This study was approved by both the Guangdong general hospital ethics committee and the BGI ethics committee. All protocols were conducted in compliance with the Declaration of Helsinki. All participants provided written informed consent to take part in the study.

Sample sequencing in two stages

We sequenced the whole exome of 168 patients in the discovery cohort. Genomic DNA for each sample was used to produce each exome-captured library with the NimbleGen SeqCap EZ Exome (44MB, Roche) array. Then each captured library was independently sequenced on the Illumina Hiseq 2000 platform. Each sample was designed to get high-quality bases with coverage of >90×.

We sequenced the 6-MB targeted region of 1793 patients in the replication cohort. The targeted region consisted of three parts. The first part was the top associated SNVs with P < 0.05 in the discovery stage. The second part was top genes with P < 0.05 in gene-based test in the discovery study. Gene-based analysis was performed using the Fast Association Tests (FAST) tool [13], which includes a series of gene-based methods. Four algorithms, including (i) Gene-Wide Significance test (GWiS); (ii) MinSNP-p and MinSNP-gene; (iii) Versatile Gene-Based Test for Genome-wide Association (VEGAS); (v) the Gates test (GATES), were used to test the gene-based association with MACE. The significant gene (P < 0.05) in at least three of the four tests was selected for the targeted region design. The third part was 49 reported genes within the pharmacokinetic and pharmadynamics pathway of clopidogrel, aspirin, statin, or beta-blockers. All the three parts were combined and merged into 6MB target regions. Then the targeted region for each sample was sequenced on Complete Genomics (CG) platform [14] with high quality and coverage.

Sample quality control

We required the samples to meet these criteria: (i) average sequencing depth ≥90× in exome-sequencing stage, (ii) average sequencing depth ≥30× in targeted sequencing stage, (iii) genotype calling rate ≥90%, (iv) not-existing population stratification by performing principal component analysis (PCA) analysis that was performed via the multidimensional scaling (MDS) procedure implemented in PLINK v 1.07 [15], and (v) not be duplicates or first-degree relatives while evaluating pairwise by identity by descent (IBD). After quality control filtering, 90 samples from the targeted sequencing stage were excluded from subsequent analysis.

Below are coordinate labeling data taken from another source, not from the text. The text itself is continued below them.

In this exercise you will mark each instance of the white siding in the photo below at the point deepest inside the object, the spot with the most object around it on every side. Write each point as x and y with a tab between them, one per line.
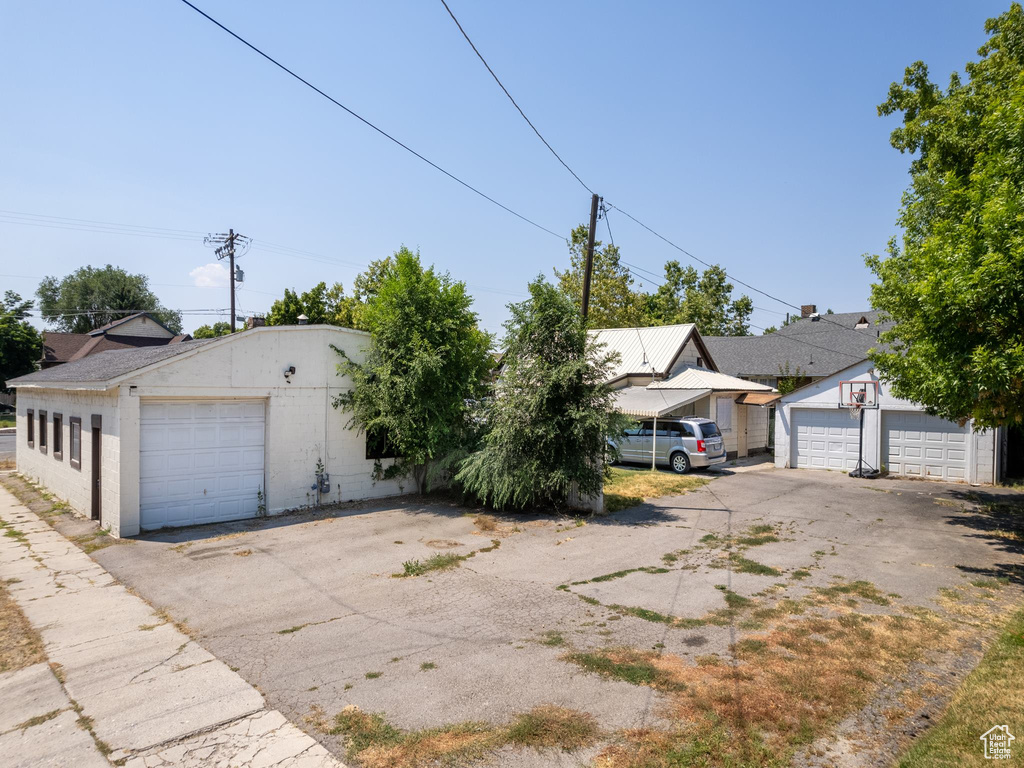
141	327
823	393
302	426
688	356
757	427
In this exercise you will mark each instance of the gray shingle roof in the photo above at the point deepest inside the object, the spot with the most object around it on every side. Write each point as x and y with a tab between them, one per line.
817	347
105	366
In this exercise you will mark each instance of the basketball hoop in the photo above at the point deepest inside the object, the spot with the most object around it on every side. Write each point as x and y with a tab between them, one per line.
855	396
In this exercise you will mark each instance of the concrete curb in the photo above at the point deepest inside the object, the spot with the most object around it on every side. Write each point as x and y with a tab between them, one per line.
154	696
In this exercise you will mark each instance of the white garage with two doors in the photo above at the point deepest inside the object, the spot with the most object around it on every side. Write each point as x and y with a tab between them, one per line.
899	437
199	432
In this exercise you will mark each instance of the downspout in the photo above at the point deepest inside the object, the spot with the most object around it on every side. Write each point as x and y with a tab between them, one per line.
653	444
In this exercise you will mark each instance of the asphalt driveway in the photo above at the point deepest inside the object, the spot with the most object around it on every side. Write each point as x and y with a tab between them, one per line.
307	608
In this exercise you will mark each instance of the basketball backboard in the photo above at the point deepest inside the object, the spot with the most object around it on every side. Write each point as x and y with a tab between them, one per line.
858	394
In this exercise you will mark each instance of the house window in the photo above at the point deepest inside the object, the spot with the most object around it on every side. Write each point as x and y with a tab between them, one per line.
378	444
58	436
76	442
724	415
42	431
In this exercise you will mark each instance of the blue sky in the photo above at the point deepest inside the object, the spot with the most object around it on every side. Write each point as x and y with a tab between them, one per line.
745	132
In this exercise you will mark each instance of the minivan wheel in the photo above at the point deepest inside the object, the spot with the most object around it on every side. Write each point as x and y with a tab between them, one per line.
680	464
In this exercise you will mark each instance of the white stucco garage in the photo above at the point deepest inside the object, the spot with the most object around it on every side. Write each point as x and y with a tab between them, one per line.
202	431
899	437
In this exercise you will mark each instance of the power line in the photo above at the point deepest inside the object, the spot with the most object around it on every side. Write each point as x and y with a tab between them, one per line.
727	274
366	122
516	105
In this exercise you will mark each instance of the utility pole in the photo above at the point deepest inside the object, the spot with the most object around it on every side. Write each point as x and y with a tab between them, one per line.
225	249
594	202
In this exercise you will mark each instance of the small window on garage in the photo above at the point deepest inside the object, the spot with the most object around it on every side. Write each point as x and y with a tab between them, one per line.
58	436
378	444
76	441
42	431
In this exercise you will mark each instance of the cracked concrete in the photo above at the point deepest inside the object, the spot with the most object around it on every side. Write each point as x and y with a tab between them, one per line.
482	624
144	689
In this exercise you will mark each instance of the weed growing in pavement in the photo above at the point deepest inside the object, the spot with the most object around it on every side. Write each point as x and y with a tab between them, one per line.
376	743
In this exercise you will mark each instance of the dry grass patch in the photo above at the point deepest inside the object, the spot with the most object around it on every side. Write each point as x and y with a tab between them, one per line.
787	686
550	726
376	743
628	487
990	695
20	645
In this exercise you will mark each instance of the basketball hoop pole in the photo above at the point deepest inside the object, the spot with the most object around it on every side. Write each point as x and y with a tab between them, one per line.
859	470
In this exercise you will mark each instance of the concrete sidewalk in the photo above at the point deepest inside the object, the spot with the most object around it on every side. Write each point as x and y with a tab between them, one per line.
122	682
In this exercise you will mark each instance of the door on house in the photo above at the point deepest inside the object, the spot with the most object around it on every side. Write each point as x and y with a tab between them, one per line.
97	463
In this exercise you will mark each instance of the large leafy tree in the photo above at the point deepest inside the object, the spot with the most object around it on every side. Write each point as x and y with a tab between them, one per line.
687	296
321	304
426	364
91	297
954	287
613	301
221	328
20	344
552	414
330	305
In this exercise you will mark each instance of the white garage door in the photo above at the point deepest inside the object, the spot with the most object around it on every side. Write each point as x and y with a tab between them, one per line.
201	461
922	445
823	439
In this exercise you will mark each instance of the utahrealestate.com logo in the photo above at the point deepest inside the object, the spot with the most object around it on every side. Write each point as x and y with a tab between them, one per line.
997	740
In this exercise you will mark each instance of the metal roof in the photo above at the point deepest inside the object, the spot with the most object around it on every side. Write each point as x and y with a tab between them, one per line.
693	377
649	402
643	350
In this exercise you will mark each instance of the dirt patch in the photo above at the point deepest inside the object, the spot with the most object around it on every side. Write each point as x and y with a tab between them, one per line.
83	532
19	644
376	743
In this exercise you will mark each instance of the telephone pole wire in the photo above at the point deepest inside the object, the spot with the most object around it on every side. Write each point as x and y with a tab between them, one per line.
594	203
225	249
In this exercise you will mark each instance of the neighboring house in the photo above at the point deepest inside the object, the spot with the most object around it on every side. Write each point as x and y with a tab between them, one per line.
815	345
813	432
139	330
667	372
198	431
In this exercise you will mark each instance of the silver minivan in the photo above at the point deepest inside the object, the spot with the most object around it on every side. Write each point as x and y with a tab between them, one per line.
680	443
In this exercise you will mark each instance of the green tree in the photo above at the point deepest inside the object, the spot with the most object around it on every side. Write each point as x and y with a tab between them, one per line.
20	344
427	361
613	302
552	414
91	297
321	304
221	328
954	289
687	296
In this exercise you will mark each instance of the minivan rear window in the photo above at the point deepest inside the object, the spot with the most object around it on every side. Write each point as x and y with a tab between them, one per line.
710	430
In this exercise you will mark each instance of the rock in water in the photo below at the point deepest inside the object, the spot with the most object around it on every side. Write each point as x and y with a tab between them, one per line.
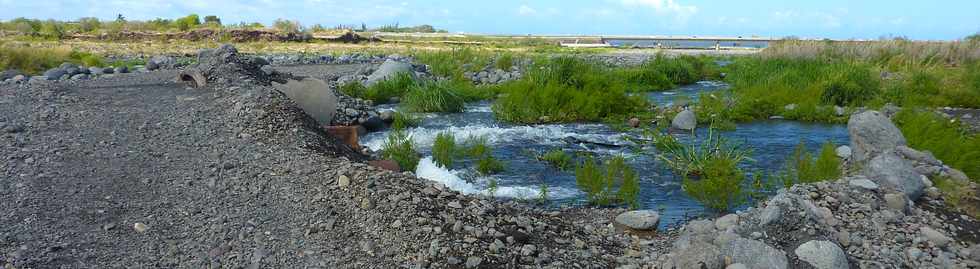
639	219
388	70
313	96
54	74
685	120
891	171
822	255
871	134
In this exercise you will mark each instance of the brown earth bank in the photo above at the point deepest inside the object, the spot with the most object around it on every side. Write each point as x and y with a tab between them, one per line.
223	35
137	170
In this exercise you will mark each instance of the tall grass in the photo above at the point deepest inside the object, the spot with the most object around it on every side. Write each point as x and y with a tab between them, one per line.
946	139
400	148
444	149
803	167
433	96
613	182
37	60
565	89
719	186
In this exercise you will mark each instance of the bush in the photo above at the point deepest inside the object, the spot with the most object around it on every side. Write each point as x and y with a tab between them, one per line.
382	91
557	158
802	167
488	165
402	120
433	97
443	149
719	187
609	184
693	159
947	140
566	89
400	148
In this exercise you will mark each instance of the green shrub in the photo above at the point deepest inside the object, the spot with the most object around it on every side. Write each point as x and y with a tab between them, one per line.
403	120
566	89
433	97
382	91
803	167
692	160
488	165
609	184
719	187
443	149
947	140
557	158
400	148
504	61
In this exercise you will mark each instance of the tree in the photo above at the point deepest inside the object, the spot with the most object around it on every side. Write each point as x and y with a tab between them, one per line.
188	22
89	24
287	26
212	20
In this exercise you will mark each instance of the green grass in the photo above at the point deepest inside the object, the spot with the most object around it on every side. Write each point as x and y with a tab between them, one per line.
401	121
946	139
558	159
477	147
665	73
35	61
400	148
444	149
382	91
719	187
433	96
611	183
803	167
565	89
693	159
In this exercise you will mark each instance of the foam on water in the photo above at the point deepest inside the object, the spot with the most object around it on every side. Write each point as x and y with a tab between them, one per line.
543	134
427	169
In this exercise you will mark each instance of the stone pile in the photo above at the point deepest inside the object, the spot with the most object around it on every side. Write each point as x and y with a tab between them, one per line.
888	215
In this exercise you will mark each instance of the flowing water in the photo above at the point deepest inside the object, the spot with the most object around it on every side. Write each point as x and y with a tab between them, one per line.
517	145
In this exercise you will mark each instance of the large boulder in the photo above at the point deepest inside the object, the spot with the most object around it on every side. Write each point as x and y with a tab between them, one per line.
313	96
822	255
55	74
389	69
893	172
9	74
639	219
871	134
685	121
755	254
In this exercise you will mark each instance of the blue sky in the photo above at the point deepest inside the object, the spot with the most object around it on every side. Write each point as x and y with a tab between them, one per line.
824	18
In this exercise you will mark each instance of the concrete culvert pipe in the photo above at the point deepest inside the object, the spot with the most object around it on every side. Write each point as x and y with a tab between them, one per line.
194	78
313	96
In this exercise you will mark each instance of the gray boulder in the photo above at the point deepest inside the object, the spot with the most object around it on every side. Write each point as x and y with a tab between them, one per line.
54	74
639	219
891	171
871	134
313	96
9	74
698	255
389	69
161	62
685	121
755	254
822	255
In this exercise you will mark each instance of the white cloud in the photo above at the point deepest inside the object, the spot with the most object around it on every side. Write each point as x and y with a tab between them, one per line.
665	6
525	10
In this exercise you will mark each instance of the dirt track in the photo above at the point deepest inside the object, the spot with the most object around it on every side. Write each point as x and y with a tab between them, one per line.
234	176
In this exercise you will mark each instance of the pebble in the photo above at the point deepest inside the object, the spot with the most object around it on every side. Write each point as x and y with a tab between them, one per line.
140	227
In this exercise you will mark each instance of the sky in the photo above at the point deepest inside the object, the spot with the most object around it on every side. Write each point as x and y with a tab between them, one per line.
839	19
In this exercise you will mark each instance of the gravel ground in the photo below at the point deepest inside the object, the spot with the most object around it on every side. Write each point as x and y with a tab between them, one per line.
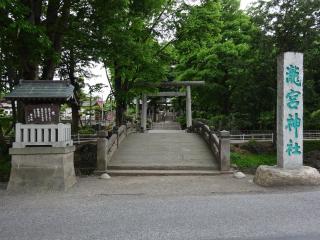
197	207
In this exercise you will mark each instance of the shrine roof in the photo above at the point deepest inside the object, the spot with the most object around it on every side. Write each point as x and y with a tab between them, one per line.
42	90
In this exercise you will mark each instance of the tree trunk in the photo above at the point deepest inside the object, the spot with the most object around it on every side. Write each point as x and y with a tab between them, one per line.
119	96
56	27
75	105
75	118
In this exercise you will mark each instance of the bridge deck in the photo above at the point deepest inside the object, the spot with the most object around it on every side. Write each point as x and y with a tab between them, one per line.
163	149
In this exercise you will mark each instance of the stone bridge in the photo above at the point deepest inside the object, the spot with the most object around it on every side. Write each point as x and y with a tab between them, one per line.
164	150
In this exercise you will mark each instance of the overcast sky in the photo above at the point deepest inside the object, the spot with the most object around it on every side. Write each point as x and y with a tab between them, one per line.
100	74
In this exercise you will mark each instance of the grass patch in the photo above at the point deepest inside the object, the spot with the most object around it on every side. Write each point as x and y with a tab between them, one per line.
249	161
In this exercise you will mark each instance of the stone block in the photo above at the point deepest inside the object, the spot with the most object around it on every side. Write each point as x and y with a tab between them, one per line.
42	169
270	176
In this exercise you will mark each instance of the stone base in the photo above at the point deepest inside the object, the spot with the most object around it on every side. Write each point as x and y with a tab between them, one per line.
270	176
42	169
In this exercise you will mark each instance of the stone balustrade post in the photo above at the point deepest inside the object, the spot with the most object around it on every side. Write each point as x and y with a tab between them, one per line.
224	150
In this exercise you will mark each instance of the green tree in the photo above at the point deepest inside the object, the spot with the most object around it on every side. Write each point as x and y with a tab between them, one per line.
126	31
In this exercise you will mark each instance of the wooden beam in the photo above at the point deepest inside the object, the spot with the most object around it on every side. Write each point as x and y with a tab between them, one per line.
167	94
182	83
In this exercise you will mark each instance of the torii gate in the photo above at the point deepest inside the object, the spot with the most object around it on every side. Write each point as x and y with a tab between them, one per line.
186	94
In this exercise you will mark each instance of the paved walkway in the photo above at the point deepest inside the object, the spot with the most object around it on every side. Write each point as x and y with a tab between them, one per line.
176	150
175	208
167	125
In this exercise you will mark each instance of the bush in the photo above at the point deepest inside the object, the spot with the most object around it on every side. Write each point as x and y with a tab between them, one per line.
250	162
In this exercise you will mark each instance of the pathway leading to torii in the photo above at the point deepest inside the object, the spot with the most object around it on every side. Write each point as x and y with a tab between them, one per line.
165	150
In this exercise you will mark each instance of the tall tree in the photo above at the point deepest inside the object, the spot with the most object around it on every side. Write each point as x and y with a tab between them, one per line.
128	47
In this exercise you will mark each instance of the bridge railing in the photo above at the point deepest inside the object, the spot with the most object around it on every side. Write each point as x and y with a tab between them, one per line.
106	147
219	143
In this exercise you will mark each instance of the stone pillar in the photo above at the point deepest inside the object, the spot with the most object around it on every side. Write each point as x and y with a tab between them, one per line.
290	110
224	149
188	107
102	152
144	113
290	169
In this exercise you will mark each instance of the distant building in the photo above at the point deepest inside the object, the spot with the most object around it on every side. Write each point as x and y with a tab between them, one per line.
5	108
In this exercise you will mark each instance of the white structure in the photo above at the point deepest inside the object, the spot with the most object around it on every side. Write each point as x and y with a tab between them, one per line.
55	135
290	110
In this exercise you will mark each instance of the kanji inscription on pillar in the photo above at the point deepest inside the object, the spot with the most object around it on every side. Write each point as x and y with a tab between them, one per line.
290	110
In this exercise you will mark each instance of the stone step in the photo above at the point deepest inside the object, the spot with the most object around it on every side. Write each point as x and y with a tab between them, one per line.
166	172
164	167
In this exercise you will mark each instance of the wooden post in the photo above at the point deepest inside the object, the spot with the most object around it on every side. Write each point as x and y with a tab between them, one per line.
144	113
188	107
102	151
224	150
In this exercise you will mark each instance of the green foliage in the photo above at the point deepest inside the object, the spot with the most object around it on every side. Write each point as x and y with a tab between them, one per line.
309	146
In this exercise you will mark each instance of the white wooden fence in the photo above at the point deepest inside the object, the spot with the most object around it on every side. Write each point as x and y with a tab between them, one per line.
55	135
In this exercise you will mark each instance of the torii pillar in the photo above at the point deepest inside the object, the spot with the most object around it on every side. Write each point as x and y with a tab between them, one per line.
188	107
144	112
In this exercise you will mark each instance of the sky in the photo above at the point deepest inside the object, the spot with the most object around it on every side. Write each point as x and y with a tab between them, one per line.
100	73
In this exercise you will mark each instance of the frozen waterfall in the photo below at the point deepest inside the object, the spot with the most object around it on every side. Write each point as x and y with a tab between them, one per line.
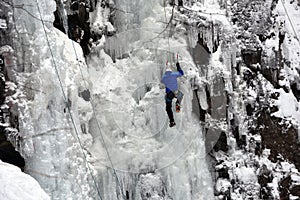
123	125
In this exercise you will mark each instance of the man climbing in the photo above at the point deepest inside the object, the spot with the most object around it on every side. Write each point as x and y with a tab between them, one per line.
169	79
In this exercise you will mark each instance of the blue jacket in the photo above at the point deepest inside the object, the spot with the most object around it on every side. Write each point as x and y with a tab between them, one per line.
170	80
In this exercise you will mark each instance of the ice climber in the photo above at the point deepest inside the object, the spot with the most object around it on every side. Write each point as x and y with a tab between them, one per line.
169	79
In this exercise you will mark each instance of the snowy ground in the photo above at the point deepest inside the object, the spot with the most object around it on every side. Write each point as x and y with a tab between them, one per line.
16	185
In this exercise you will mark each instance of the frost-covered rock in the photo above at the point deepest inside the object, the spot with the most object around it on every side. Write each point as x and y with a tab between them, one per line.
16	185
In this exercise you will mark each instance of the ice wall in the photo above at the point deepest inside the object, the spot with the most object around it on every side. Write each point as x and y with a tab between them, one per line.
48	138
152	160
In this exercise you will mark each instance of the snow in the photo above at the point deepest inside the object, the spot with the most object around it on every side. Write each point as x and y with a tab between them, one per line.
16	185
3	24
289	107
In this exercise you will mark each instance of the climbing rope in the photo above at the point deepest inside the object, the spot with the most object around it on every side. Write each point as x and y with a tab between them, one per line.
65	98
169	49
97	121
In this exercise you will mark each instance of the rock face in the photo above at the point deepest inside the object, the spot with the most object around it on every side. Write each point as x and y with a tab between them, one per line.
247	73
8	112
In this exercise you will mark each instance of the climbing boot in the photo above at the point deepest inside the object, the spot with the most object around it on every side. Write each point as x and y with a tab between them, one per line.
172	124
177	107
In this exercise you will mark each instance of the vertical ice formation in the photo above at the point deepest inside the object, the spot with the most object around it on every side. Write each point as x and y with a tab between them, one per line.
48	138
152	161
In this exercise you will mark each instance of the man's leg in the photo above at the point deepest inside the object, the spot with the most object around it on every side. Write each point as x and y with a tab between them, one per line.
169	111
179	97
169	97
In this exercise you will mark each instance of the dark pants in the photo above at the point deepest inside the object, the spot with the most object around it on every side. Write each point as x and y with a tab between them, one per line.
169	98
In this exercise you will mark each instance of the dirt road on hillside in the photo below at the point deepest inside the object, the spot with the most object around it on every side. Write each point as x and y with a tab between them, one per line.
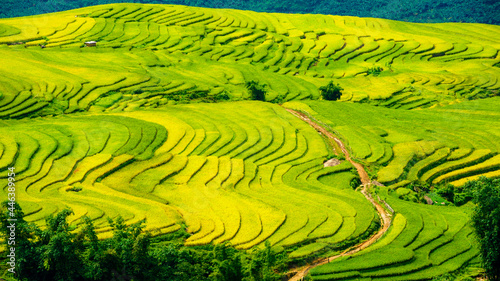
385	217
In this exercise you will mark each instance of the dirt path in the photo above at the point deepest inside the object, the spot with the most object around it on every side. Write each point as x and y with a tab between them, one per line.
385	217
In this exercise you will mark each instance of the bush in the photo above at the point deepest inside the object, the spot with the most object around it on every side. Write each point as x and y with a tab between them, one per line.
257	91
375	71
331	91
486	222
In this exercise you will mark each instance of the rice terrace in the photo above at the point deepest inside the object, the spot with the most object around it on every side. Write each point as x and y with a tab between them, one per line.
144	114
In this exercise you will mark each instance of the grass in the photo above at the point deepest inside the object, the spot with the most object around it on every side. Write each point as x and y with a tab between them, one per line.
136	126
434	66
441	148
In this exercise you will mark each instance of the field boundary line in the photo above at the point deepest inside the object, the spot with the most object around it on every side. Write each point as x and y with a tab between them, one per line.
385	217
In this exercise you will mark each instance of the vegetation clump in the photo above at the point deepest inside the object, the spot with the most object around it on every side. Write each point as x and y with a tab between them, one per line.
375	71
257	91
331	91
486	221
59	253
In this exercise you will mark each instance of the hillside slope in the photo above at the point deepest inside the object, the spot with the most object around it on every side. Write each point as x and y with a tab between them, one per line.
482	11
152	55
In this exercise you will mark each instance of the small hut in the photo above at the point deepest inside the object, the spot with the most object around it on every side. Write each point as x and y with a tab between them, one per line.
90	43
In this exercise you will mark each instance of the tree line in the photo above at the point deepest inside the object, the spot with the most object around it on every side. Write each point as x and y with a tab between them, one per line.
60	252
477	11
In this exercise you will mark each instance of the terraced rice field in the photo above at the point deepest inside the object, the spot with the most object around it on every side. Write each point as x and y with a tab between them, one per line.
104	130
423	242
433	145
401	147
240	172
147	53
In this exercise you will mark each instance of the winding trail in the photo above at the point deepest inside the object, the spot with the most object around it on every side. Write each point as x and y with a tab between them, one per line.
385	217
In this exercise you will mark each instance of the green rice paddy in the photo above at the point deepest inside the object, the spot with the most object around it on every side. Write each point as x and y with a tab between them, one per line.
119	129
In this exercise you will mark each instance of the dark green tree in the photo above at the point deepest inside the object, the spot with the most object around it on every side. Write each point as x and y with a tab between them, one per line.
331	91
486	221
28	256
257	91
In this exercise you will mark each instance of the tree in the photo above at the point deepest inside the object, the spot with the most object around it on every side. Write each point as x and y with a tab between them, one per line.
331	91
486	221
257	91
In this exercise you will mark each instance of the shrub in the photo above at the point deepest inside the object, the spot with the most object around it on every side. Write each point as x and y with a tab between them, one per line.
375	71
257	91
331	91
486	222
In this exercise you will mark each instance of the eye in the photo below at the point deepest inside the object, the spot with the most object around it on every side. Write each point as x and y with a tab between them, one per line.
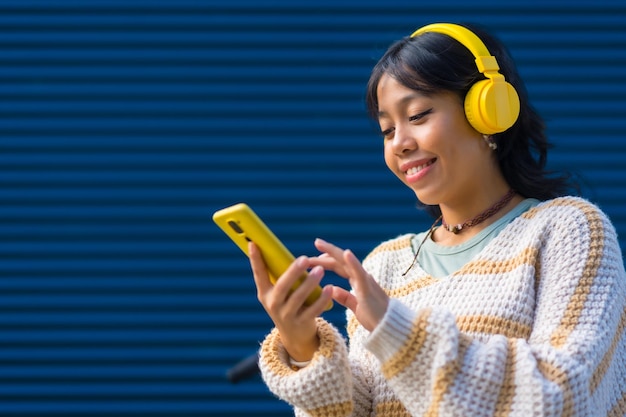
420	116
387	133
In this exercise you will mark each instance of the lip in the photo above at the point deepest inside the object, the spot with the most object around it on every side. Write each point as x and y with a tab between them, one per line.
424	166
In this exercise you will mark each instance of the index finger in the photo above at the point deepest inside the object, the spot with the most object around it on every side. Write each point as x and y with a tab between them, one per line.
259	270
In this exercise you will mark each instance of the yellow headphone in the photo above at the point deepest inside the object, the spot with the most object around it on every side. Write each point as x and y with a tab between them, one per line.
491	105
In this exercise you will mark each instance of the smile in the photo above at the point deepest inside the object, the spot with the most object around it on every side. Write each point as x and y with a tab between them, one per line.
415	170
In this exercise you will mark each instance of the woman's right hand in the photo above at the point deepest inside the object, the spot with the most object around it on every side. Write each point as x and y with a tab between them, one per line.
295	321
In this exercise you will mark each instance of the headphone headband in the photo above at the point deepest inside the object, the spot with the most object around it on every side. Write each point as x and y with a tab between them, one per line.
467	38
492	105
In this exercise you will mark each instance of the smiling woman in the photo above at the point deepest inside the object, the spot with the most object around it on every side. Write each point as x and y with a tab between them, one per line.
514	306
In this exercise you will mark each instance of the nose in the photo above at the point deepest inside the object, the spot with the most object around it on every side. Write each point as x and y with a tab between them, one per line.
403	141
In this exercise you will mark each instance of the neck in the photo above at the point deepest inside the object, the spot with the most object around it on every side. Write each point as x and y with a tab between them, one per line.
474	217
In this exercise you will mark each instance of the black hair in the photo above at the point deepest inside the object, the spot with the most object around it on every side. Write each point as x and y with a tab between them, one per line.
433	62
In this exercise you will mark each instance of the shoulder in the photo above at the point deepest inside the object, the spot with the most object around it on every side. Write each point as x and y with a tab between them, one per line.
566	205
567	213
570	218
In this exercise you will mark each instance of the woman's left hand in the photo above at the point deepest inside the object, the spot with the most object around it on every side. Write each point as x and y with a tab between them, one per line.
368	301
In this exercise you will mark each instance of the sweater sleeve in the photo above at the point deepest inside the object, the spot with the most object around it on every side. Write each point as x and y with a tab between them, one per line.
572	363
322	388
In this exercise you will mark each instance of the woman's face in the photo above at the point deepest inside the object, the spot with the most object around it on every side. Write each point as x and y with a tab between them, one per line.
430	146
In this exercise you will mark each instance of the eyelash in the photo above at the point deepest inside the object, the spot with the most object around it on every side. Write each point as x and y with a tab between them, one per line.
414	118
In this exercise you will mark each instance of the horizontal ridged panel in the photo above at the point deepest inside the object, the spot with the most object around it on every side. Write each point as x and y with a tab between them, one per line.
124	125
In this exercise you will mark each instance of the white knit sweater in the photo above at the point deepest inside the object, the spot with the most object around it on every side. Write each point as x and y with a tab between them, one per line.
532	326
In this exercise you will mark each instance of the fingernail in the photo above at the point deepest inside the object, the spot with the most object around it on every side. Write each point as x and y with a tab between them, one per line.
316	272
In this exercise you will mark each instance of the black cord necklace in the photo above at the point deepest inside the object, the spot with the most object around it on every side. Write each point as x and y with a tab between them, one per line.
456	229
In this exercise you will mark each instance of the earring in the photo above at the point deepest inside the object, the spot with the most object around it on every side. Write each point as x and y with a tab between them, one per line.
491	142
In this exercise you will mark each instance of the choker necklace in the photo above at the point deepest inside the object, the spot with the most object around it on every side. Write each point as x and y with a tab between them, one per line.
456	229
481	217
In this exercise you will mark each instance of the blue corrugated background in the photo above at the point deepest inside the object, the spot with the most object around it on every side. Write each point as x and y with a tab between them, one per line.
125	124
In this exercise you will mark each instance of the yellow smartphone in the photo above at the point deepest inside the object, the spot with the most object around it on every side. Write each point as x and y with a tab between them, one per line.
242	225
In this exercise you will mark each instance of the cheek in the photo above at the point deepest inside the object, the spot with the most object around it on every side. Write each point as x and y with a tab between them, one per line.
389	158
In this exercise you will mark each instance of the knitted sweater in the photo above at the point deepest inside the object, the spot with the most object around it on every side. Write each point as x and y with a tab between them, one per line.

Alignment, variant calling, and quality control

For Illumina exome-sequencing data, reads were mapped to human genome reference assembly (hg19, GRCh37) with SOAP2 [16] and variants were detected by SOAPsnp [17]. The high-quality Illumina SNVs that we defined for each individual had to meet the following condition: sequenced quality ≥Q20, sequencing depth ≥8× and ≤500×, and depth of nonreference allele ≥4×.

For CG-targeted sequencing data, sequence reads were also aligned to human reference genome hg19 and variations were detected using the CG analysis toolkit (CGATools) which is available at CG website (http://cgatools.sourceforge.net/).

After all initial SNV calls from Illumina and CG platforms were generated, further filtering was performed to identify high-confidence SNVs. We required SNVs from discovery and replication studies to meet two conditions: (i) genotype calling rate ≥90%, (ii) minor allele frequency (MAF) ≥ 0.01, and (iii) Hardy–Weinberg equilibrium (HWE) P > 1.0 × 10−6.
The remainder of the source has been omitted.